Cardiovascular Safety of Bruton Tyrosine Kinase Inhibitors: From Ibrutinib to Next-Generation Agents

Luigi Spadafora #  1   2 Federico Russo #  3   4 Ewelina Bukowska-Olech  5 Giorgia Panichella  6 Manuel Garofalo  6 Stefano Cacciatore  7   8 Pierre Sabouret  9 Gianmarco Sarto  10 Beatrice Simeone  10 Erica Rocco  10 Attilio Lauretti  11 Francesco Versaci  11 Giuseppe Biondi Zoccai  12   13 Iginio Colaiori  11 Valentina Valenti  12   13 Sebastiano Sciarretta  12   14 Marco Bernardi  12   11
Affiliations
Review

Cardiovascular Safety of Bruton Tyrosine Kinase Inhibitors: From Ibrutinib to Next-Generation Agents

Luigi Spadafora et al. Am J Cardiovasc Drugs. 2026 Jan.

Abstract

Bruton tyrosine kinase (BTK) plays a pivotal role in B-cell receptor signaling, making it a key therapeutic target in hematologic malignancies. Bruton tyrosine kinase inhibitors (BTKIs) have revolutionized the treatment landscape, improving survival outcomes in conditions such as chronic lymphocytic leukemia and mantle cell lymphoma. However, despite their clinical efficacy, BTKIs-particularly first-generation agents such as ibrutinib-are associated with significant cardiovascular toxicity, including atrial fibrillation, hypertension, bleeding, and, in rare cases, ventricular arrhythmias and heart failure. This narrative review explores the evolving landscape of BTKI-related cardiovascular toxicity, from first-generation drugs to next-generation agents that have improved safety profiles.
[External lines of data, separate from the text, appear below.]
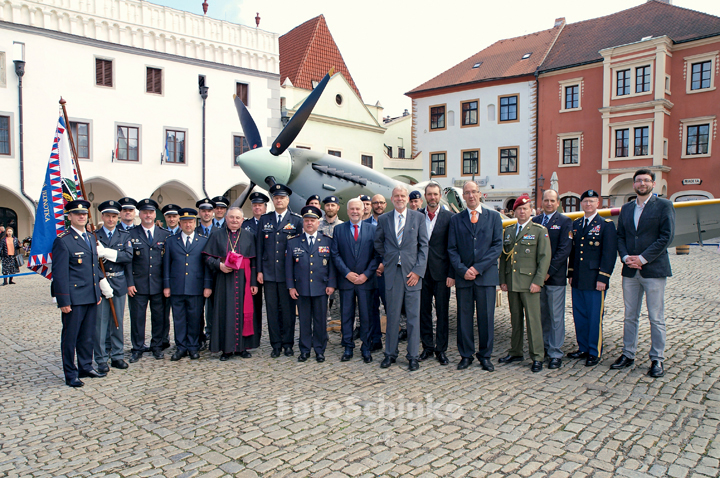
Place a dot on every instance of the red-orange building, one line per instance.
(637, 88)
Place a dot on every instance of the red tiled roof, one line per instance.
(580, 42)
(502, 59)
(307, 52)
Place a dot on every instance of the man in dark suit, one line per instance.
(592, 260)
(402, 242)
(646, 227)
(273, 232)
(116, 251)
(439, 278)
(145, 283)
(474, 245)
(552, 295)
(186, 280)
(77, 283)
(353, 251)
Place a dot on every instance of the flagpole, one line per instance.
(82, 188)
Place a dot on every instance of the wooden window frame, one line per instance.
(477, 113)
(430, 158)
(517, 160)
(444, 117)
(500, 108)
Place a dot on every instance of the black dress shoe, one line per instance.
(656, 369)
(622, 362)
(425, 355)
(464, 363)
(511, 359)
(74, 382)
(486, 364)
(121, 364)
(387, 362)
(92, 373)
(591, 361)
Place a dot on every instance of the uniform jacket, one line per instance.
(309, 270)
(272, 242)
(559, 228)
(118, 271)
(655, 231)
(526, 258)
(475, 245)
(147, 260)
(412, 252)
(439, 267)
(76, 270)
(350, 256)
(593, 254)
(184, 268)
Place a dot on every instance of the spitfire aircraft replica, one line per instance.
(309, 172)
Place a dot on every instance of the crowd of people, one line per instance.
(212, 275)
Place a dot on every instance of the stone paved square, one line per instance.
(278, 417)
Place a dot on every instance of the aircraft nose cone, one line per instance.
(258, 164)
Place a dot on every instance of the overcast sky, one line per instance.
(392, 46)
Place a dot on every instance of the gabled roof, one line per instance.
(579, 43)
(502, 59)
(307, 52)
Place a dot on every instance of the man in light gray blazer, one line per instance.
(401, 240)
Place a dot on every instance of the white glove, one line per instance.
(106, 252)
(105, 288)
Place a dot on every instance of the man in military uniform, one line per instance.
(273, 232)
(172, 218)
(524, 263)
(221, 205)
(592, 260)
(127, 213)
(77, 284)
(145, 283)
(310, 279)
(114, 247)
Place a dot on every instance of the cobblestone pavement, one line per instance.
(278, 417)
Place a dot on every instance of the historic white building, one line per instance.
(131, 73)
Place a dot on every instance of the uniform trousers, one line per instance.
(187, 319)
(526, 304)
(349, 298)
(552, 310)
(312, 319)
(107, 336)
(588, 310)
(395, 297)
(437, 341)
(138, 319)
(280, 309)
(654, 290)
(77, 337)
(478, 298)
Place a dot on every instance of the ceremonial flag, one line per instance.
(61, 185)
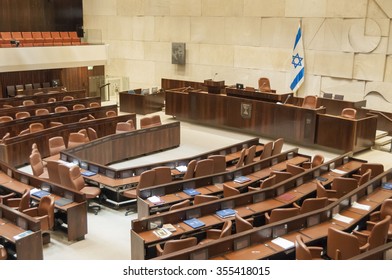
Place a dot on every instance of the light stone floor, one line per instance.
(108, 235)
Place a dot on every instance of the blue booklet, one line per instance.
(194, 223)
(224, 213)
(191, 192)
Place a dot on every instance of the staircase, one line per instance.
(383, 141)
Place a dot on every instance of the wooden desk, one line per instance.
(141, 104)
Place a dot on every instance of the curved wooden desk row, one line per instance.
(16, 150)
(74, 215)
(50, 106)
(213, 185)
(16, 126)
(13, 228)
(250, 204)
(260, 243)
(44, 97)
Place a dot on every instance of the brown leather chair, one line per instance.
(123, 127)
(267, 150)
(342, 245)
(214, 234)
(349, 113)
(202, 198)
(79, 184)
(175, 245)
(241, 224)
(278, 214)
(75, 139)
(303, 252)
(316, 161)
(310, 102)
(385, 210)
(229, 191)
(44, 212)
(250, 154)
(56, 145)
(311, 204)
(219, 163)
(294, 169)
(204, 167)
(277, 147)
(22, 115)
(190, 170)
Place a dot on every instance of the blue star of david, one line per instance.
(297, 60)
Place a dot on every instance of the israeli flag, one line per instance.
(298, 63)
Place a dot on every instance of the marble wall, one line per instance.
(348, 44)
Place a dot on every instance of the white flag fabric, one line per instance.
(298, 63)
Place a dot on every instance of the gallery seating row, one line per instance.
(247, 205)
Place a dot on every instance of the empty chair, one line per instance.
(204, 167)
(349, 113)
(294, 169)
(75, 139)
(44, 212)
(22, 115)
(310, 102)
(41, 112)
(56, 145)
(229, 191)
(202, 198)
(60, 109)
(241, 224)
(34, 127)
(277, 147)
(303, 252)
(219, 163)
(316, 161)
(123, 127)
(6, 119)
(79, 184)
(267, 150)
(213, 234)
(175, 245)
(278, 214)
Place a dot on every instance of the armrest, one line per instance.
(213, 233)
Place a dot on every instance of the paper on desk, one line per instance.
(343, 219)
(361, 206)
(284, 243)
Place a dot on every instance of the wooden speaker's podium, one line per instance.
(215, 87)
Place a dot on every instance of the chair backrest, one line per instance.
(229, 191)
(36, 163)
(204, 167)
(283, 213)
(190, 170)
(241, 224)
(22, 115)
(341, 245)
(349, 113)
(53, 171)
(264, 85)
(267, 150)
(184, 203)
(294, 169)
(178, 244)
(311, 204)
(278, 146)
(219, 163)
(250, 154)
(310, 102)
(34, 127)
(56, 145)
(201, 198)
(162, 175)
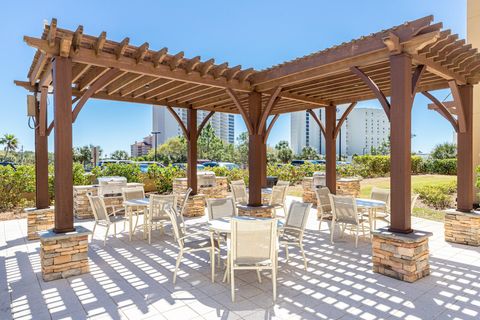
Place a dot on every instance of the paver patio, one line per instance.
(132, 280)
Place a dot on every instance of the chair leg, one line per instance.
(177, 264)
(259, 276)
(332, 231)
(303, 255)
(106, 235)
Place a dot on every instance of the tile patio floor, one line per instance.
(132, 280)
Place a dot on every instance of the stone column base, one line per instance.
(39, 220)
(263, 211)
(462, 227)
(65, 254)
(195, 206)
(401, 256)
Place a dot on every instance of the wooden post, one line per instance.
(192, 150)
(255, 142)
(330, 148)
(400, 139)
(42, 199)
(465, 176)
(62, 97)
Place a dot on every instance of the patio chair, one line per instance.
(324, 207)
(239, 192)
(345, 212)
(292, 231)
(277, 200)
(134, 194)
(188, 245)
(157, 213)
(381, 214)
(253, 246)
(102, 217)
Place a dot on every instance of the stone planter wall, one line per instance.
(64, 255)
(81, 206)
(220, 190)
(463, 228)
(401, 256)
(264, 211)
(39, 220)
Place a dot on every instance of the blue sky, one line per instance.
(252, 33)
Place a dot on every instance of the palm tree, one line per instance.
(10, 142)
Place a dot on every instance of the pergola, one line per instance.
(417, 56)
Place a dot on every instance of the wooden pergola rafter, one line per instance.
(391, 65)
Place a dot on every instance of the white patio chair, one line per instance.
(102, 217)
(253, 246)
(239, 192)
(324, 207)
(157, 213)
(133, 193)
(345, 212)
(294, 228)
(188, 245)
(381, 214)
(277, 200)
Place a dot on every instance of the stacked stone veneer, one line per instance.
(264, 211)
(345, 187)
(81, 206)
(401, 256)
(64, 255)
(39, 220)
(220, 190)
(462, 227)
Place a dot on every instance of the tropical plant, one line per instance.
(445, 150)
(10, 143)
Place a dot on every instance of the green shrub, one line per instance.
(438, 196)
(130, 171)
(14, 184)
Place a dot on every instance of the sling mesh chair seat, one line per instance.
(324, 207)
(253, 246)
(190, 243)
(277, 200)
(294, 228)
(346, 214)
(157, 213)
(134, 193)
(102, 217)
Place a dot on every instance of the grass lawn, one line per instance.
(420, 210)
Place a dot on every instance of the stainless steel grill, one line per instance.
(111, 186)
(206, 179)
(319, 179)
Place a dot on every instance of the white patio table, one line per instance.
(135, 203)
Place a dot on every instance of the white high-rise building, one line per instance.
(365, 127)
(165, 123)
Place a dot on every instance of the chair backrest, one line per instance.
(159, 204)
(297, 218)
(178, 230)
(278, 195)
(239, 193)
(133, 193)
(413, 199)
(253, 240)
(344, 209)
(381, 194)
(283, 183)
(220, 208)
(98, 207)
(323, 200)
(184, 202)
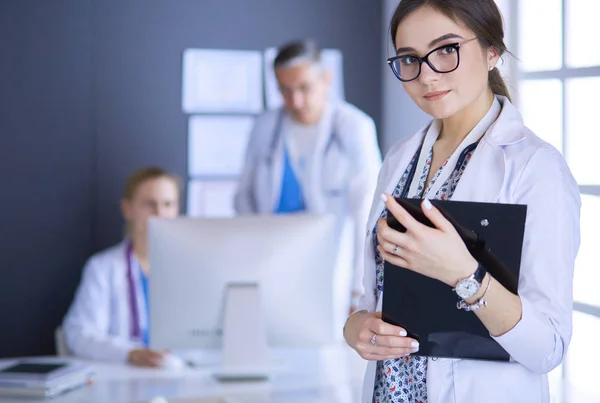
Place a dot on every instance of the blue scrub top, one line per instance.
(291, 199)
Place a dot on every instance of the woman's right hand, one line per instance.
(375, 340)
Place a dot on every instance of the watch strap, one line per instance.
(480, 273)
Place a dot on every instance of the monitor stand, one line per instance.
(245, 353)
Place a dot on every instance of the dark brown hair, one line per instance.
(480, 16)
(142, 175)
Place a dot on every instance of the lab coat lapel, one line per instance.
(313, 194)
(277, 162)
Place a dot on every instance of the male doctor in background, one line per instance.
(314, 155)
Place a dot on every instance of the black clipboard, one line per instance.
(426, 308)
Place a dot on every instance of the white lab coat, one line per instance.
(98, 323)
(510, 165)
(341, 180)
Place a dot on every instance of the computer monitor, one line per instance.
(204, 271)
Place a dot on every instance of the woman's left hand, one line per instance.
(437, 252)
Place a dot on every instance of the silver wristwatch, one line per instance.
(469, 287)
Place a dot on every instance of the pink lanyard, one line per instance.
(135, 316)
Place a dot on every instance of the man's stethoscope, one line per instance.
(334, 138)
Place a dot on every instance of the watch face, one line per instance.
(467, 288)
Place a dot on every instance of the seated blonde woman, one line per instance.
(108, 319)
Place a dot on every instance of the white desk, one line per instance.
(333, 376)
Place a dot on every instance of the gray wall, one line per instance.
(90, 90)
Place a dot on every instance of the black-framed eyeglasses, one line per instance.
(443, 59)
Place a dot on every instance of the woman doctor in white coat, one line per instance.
(476, 149)
(108, 319)
(314, 155)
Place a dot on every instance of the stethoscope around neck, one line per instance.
(334, 138)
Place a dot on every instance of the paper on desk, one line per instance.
(221, 81)
(332, 59)
(211, 198)
(217, 144)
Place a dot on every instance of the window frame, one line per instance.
(517, 75)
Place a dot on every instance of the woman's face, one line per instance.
(442, 95)
(157, 197)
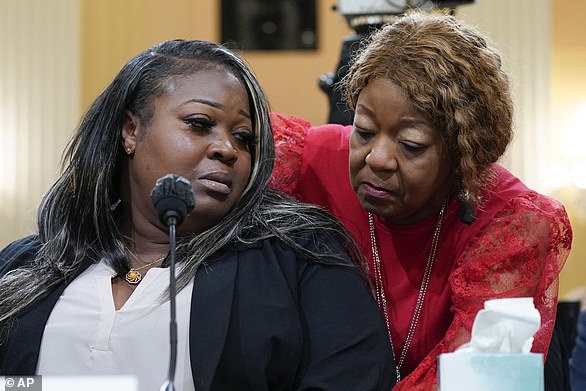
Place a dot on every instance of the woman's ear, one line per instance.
(129, 133)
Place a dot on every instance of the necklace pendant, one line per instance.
(133, 277)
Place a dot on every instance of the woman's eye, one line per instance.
(363, 134)
(200, 123)
(245, 138)
(412, 147)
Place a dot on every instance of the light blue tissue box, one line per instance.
(490, 371)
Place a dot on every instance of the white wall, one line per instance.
(39, 100)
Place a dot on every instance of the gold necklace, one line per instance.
(380, 289)
(134, 277)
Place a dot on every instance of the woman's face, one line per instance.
(397, 165)
(200, 130)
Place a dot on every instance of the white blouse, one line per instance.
(85, 335)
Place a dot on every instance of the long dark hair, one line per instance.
(79, 217)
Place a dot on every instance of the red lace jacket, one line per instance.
(515, 248)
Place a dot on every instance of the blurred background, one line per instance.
(56, 56)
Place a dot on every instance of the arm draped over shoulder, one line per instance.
(520, 253)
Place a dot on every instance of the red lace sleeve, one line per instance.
(289, 135)
(519, 253)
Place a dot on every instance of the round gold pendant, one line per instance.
(133, 277)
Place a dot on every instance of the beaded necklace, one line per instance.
(380, 289)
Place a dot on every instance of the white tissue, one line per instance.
(504, 326)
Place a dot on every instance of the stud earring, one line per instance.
(467, 214)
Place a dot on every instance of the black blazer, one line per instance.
(261, 318)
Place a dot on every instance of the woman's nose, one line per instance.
(382, 156)
(221, 147)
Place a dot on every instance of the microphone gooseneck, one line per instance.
(173, 199)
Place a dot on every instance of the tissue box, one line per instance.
(480, 371)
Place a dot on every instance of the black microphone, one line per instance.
(173, 199)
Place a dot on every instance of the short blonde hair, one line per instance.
(452, 75)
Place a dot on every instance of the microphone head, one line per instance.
(173, 199)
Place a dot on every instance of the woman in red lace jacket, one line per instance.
(444, 226)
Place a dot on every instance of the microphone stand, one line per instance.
(173, 199)
(169, 384)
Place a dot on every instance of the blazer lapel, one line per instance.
(211, 306)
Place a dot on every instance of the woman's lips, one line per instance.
(217, 182)
(374, 191)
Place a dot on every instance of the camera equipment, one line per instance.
(364, 16)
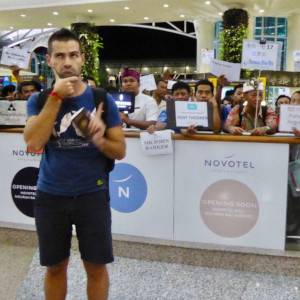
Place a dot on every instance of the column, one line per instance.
(205, 36)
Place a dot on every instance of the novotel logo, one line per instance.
(229, 162)
(24, 153)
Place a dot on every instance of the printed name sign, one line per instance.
(15, 57)
(289, 117)
(261, 56)
(157, 143)
(191, 113)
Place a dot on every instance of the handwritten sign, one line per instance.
(289, 117)
(170, 84)
(191, 113)
(232, 71)
(15, 57)
(158, 143)
(257, 56)
(147, 82)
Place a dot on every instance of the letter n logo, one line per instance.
(123, 192)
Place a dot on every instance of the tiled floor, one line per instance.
(136, 279)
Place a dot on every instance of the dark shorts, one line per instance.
(91, 215)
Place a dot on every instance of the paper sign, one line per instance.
(170, 84)
(289, 117)
(257, 56)
(191, 113)
(147, 82)
(158, 143)
(15, 57)
(13, 113)
(231, 71)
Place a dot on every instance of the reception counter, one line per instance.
(214, 189)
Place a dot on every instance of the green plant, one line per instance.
(235, 24)
(91, 43)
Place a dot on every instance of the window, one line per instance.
(272, 29)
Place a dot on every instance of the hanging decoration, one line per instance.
(235, 30)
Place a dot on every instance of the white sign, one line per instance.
(170, 84)
(147, 82)
(220, 197)
(157, 143)
(289, 117)
(15, 57)
(13, 112)
(257, 56)
(231, 71)
(191, 113)
(207, 56)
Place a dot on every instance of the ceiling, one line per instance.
(39, 13)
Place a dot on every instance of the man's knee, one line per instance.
(95, 271)
(58, 269)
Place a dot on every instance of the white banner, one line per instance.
(236, 193)
(231, 71)
(157, 143)
(191, 113)
(15, 57)
(289, 117)
(257, 56)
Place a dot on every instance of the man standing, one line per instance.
(72, 186)
(145, 108)
(160, 93)
(242, 118)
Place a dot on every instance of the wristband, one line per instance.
(55, 95)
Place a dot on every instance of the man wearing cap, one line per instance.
(145, 109)
(242, 118)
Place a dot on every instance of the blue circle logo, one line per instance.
(127, 188)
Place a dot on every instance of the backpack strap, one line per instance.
(100, 95)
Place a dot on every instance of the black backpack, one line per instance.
(99, 95)
(263, 110)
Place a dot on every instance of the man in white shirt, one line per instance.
(145, 108)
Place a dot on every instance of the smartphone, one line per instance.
(81, 121)
(125, 101)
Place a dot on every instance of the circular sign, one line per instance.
(23, 189)
(229, 208)
(127, 188)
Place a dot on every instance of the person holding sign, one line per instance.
(204, 93)
(145, 109)
(72, 187)
(252, 118)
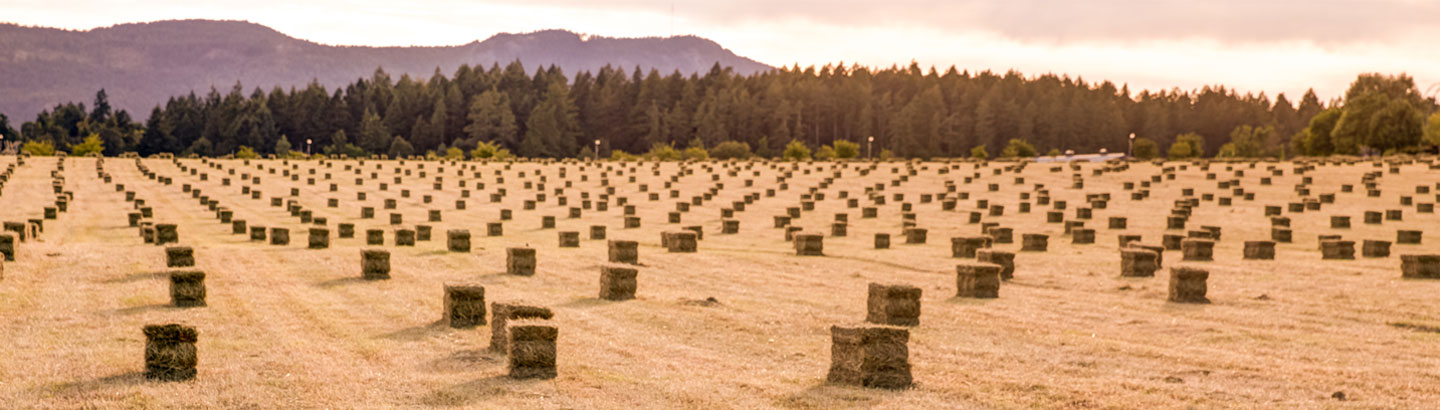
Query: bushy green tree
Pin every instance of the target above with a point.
(825, 153)
(39, 148)
(846, 150)
(1018, 148)
(1144, 148)
(797, 151)
(664, 153)
(730, 150)
(246, 153)
(91, 146)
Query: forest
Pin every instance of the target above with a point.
(910, 112)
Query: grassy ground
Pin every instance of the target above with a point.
(290, 327)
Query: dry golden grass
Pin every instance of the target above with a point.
(290, 327)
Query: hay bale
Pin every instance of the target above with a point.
(810, 245)
(1197, 249)
(318, 238)
(1002, 258)
(520, 261)
(624, 252)
(1259, 249)
(170, 354)
(893, 305)
(915, 235)
(179, 256)
(1337, 249)
(1138, 262)
(166, 233)
(280, 236)
(680, 242)
(965, 246)
(375, 263)
(403, 238)
(457, 240)
(532, 350)
(1375, 248)
(501, 314)
(187, 288)
(1420, 266)
(618, 282)
(977, 281)
(870, 357)
(1188, 285)
(1034, 242)
(569, 239)
(1409, 236)
(464, 305)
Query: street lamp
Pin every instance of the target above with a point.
(1132, 146)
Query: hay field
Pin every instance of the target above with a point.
(293, 327)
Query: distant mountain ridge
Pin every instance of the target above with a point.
(144, 64)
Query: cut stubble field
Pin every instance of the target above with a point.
(743, 322)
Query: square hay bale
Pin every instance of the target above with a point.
(1034, 242)
(1138, 262)
(1409, 236)
(1375, 248)
(870, 356)
(457, 240)
(1259, 249)
(403, 238)
(179, 256)
(680, 242)
(978, 281)
(893, 305)
(1337, 249)
(1197, 249)
(170, 354)
(569, 239)
(375, 263)
(624, 252)
(1002, 258)
(280, 236)
(166, 233)
(1188, 285)
(532, 350)
(618, 282)
(1420, 266)
(501, 314)
(187, 288)
(464, 305)
(520, 261)
(318, 238)
(915, 235)
(810, 245)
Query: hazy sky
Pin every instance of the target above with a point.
(1252, 45)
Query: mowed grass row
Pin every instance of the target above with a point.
(743, 321)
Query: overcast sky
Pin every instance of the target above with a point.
(1252, 45)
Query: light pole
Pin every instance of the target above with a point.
(1132, 146)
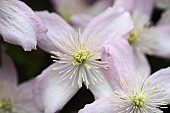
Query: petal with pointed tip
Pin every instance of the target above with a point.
(20, 25)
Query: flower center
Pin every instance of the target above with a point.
(139, 100)
(5, 105)
(80, 56)
(133, 38)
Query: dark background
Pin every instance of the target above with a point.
(30, 64)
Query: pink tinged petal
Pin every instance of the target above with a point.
(7, 70)
(99, 6)
(162, 78)
(57, 29)
(103, 105)
(127, 5)
(52, 93)
(165, 18)
(141, 62)
(7, 89)
(80, 21)
(159, 41)
(101, 89)
(110, 24)
(118, 54)
(20, 25)
(145, 7)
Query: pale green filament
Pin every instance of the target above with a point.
(133, 38)
(139, 100)
(5, 105)
(80, 56)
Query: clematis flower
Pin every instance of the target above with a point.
(165, 4)
(15, 98)
(76, 56)
(146, 38)
(19, 25)
(133, 92)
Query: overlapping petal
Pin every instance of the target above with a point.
(24, 97)
(20, 25)
(51, 92)
(101, 89)
(57, 29)
(161, 79)
(7, 69)
(80, 21)
(118, 54)
(141, 62)
(159, 41)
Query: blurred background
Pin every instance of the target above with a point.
(31, 64)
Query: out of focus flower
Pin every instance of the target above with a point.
(165, 4)
(133, 92)
(146, 38)
(19, 24)
(77, 57)
(14, 98)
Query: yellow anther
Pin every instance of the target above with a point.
(139, 100)
(80, 56)
(5, 104)
(133, 38)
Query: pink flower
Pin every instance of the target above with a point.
(77, 57)
(19, 24)
(163, 4)
(133, 91)
(15, 98)
(146, 38)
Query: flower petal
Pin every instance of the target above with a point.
(127, 5)
(51, 92)
(141, 62)
(7, 71)
(158, 44)
(145, 7)
(110, 24)
(24, 97)
(19, 25)
(57, 29)
(165, 18)
(103, 105)
(161, 78)
(118, 54)
(80, 20)
(163, 3)
(101, 89)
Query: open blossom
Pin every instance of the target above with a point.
(133, 92)
(19, 25)
(146, 38)
(14, 98)
(77, 57)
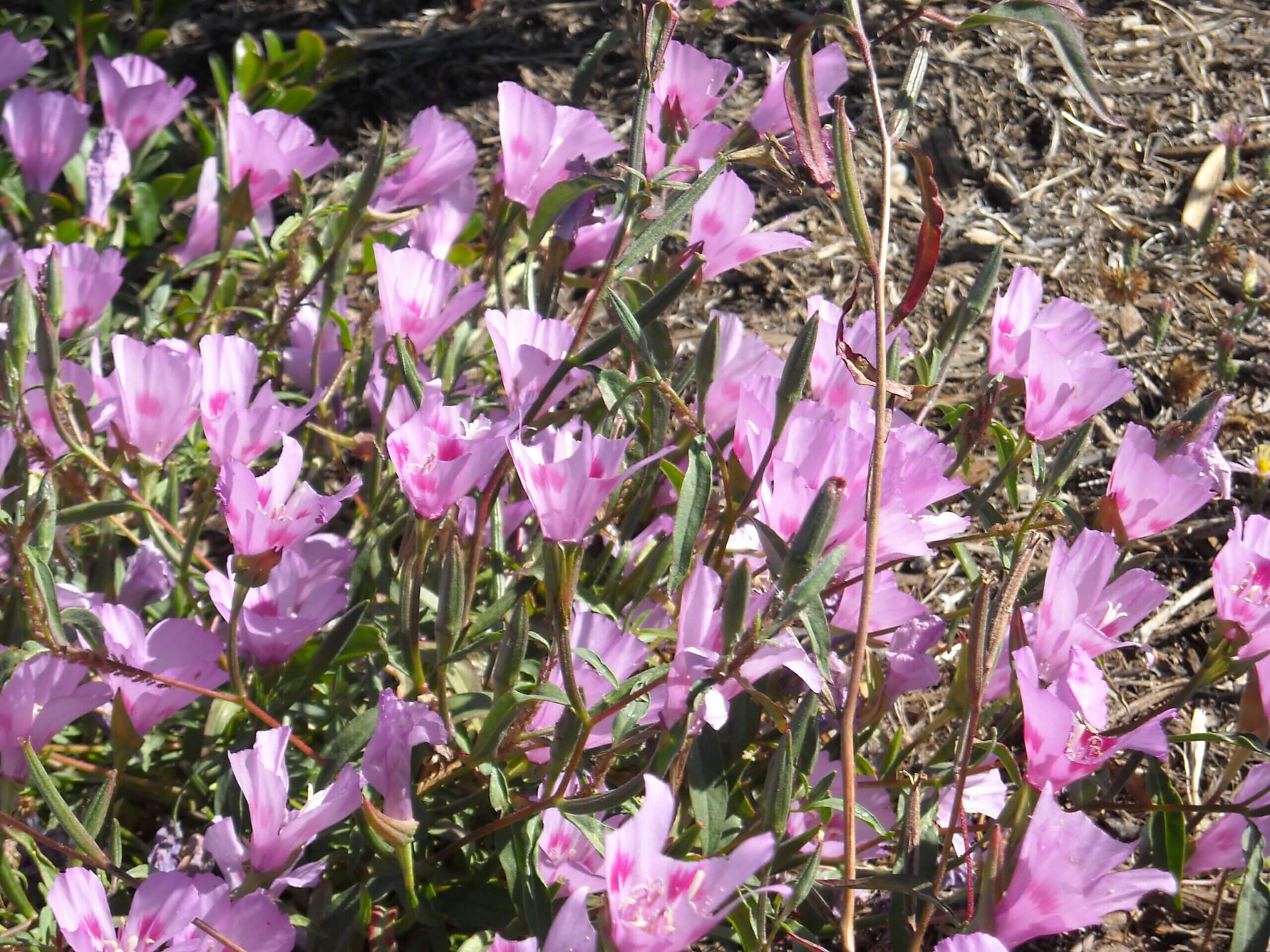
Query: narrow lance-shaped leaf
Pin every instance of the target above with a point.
(1064, 36)
(928, 239)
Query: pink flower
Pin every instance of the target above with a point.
(136, 97)
(437, 228)
(1060, 356)
(568, 477)
(18, 58)
(1083, 606)
(268, 513)
(177, 648)
(566, 856)
(203, 235)
(743, 358)
(723, 221)
(89, 281)
(829, 71)
(1241, 582)
(237, 427)
(414, 289)
(298, 358)
(571, 931)
(1153, 494)
(41, 697)
(402, 726)
(540, 140)
(1221, 846)
(446, 157)
(622, 652)
(158, 388)
(304, 592)
(270, 145)
(44, 131)
(661, 904)
(441, 456)
(530, 348)
(872, 796)
(699, 651)
(163, 907)
(1065, 876)
(108, 164)
(1061, 747)
(278, 834)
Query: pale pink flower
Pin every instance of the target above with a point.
(270, 513)
(44, 131)
(723, 221)
(176, 648)
(18, 58)
(402, 726)
(237, 427)
(530, 348)
(416, 295)
(41, 697)
(1065, 876)
(570, 477)
(829, 71)
(89, 281)
(1153, 494)
(136, 97)
(446, 157)
(540, 140)
(159, 388)
(278, 833)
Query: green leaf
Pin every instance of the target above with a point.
(347, 744)
(708, 790)
(1064, 36)
(1253, 913)
(690, 512)
(558, 198)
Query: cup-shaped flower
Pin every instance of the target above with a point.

We summarize current evidence on the incidence, mechanisms, and risk factors of BTKI-induced cardiovascular events and highlight potential predictive tools and mitigation strategies. Given the increasing use of these agents, a comprehensive understanding of their cardiovascular impact is essential for optimizing treatment selection and patient outcomes. Future research should focus on refining risk stratification models and developing cardioprotective strategies to ensure the long-term safety of BTKI therapy.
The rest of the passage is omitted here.